Integer quantization as a preprocessing step (not a lossy final format) transforms float weights into a representation where entropy coding is effective. Aligned cross-layer quantization enforces a global coordinate system across layers, enabling structured compression.

Installation

pip install dmx-compress

Or from source:

git clone https://github.com/willjriley/dmx.git && cd dmx && pip install -e .

Requirements: Python 3.10+, PyTorch 2.0+. GPU (CUDA) is optional — automatically used when available for faster compression and decompression.

Quick Start

# Compress any safetensors model (auto-detects FP16 vs FP32)
dmx compress model.safetensors model.dmx --mode auto

# Practically lossless compression (FP32 models — error below FP32 noise floor)
dmx compress model.safetensors model.dmx --mode int32

# Decompress back to safetensors (auto-uses GPU if available)
dmx decompress model.dmx model.safetensors

# Verify roundtrip quality (with JSON report)
dmx verify model.safetensors model.dmx --report verify.json

# View compression info
dmx info model.dmx

Delta compression (checkpoint / model versioning)

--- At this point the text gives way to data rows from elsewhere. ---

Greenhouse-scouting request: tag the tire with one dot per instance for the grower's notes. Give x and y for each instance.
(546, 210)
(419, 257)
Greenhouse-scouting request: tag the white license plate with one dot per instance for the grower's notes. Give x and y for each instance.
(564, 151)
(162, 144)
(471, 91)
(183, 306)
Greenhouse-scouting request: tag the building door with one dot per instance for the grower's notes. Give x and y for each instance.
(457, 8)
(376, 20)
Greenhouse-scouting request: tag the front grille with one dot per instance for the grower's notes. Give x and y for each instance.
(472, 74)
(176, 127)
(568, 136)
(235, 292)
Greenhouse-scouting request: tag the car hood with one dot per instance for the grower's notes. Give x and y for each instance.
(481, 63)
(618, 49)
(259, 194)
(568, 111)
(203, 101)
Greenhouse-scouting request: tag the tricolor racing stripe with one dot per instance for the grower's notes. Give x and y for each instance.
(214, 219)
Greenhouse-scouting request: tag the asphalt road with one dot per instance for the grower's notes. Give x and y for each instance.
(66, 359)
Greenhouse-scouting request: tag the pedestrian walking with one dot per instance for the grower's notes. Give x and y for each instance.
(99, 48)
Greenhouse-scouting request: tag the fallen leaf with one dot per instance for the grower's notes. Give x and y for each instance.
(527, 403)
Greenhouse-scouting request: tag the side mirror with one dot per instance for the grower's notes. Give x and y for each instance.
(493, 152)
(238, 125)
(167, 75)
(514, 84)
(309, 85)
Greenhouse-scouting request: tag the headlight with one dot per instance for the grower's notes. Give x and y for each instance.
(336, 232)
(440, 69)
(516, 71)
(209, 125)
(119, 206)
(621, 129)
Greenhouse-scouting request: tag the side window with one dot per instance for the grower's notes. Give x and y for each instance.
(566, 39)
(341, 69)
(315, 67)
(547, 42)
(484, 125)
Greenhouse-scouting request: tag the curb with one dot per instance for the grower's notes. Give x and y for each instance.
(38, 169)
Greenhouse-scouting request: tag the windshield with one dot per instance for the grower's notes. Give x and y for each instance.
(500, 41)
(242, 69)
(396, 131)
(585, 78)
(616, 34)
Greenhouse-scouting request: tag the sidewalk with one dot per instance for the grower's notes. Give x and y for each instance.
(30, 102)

# Delta-compress a checkpoint against a base (near-lossless, ~87% savings)
dmx delta-compress base.safetensors checkpoint.safetensors delta.dmxd

# Practically lossless delta (error below FP32 noise floor, ~87% savings)
dmx delta-compress base.safetensors checkpoint.safetensors delta.dmxd --precision int32

# Reconstruct checkpoint from base + delta
dmx delta-reconstruct base.safetensors delta.dmxd restored.safetensors

# View delta file info (sparsity, compression, per-component breakdown)
dmx delta-info delta.dmxd

Example: Compress and verify a model from HuggingFace

# Download a model
pip install huggingface_hub
huggingface-cli download Wan-AI/Wan2.1-I2V-14B-480P --local-dir ./wan_model

# Compress it
dmx compress ./wan_model/model.safetensors wan_compressed.dmx

# Decompress and verify
dmx verify ./wan_model/model.safetensors wan_compressed.dmx --report report.json

Decompression Speed

Model	Mode	CPU	GPU (--gpu)	Speedup
Wan 1.3B	BFP	185s	13.4s	13.8x
SVD-XT	BFP	281s	22.3s	12.5x
SVD-XT	int16	10.5s	--	CPU-bound

Benchmarked on RTX 4090 Laptop, Python 3.13. BFP CPU bottleneck is numpy bit manipulation; GPU path uses PyTorch CUDA ops. A native C/CUDA decoder would be 10-50x faster still.

Benchmarks

BFP Mode (FP16 models)

Model	Type	Original	DMX	Savings	Quality
Llama 3 8B	LLM	16 GB	~7.2 GB	55%	+0.16% PPL (wikitext-2)
Wan 2.2 shard	Video	7.2 GB	1.5 GB	79.5%	142/142 tensors pass
Wan 1.3B	Diffusion	2.7 GB	1.1 GB	60%	825/825 tensors pass
SVD-XT	Video	9.1 GB	1.8 GB	80%	Verified roundtrip

Note: SVD-XT 80% includes FP32->FP16 conversion. Wan 2.2 79.5% is on FP32 source with BFP.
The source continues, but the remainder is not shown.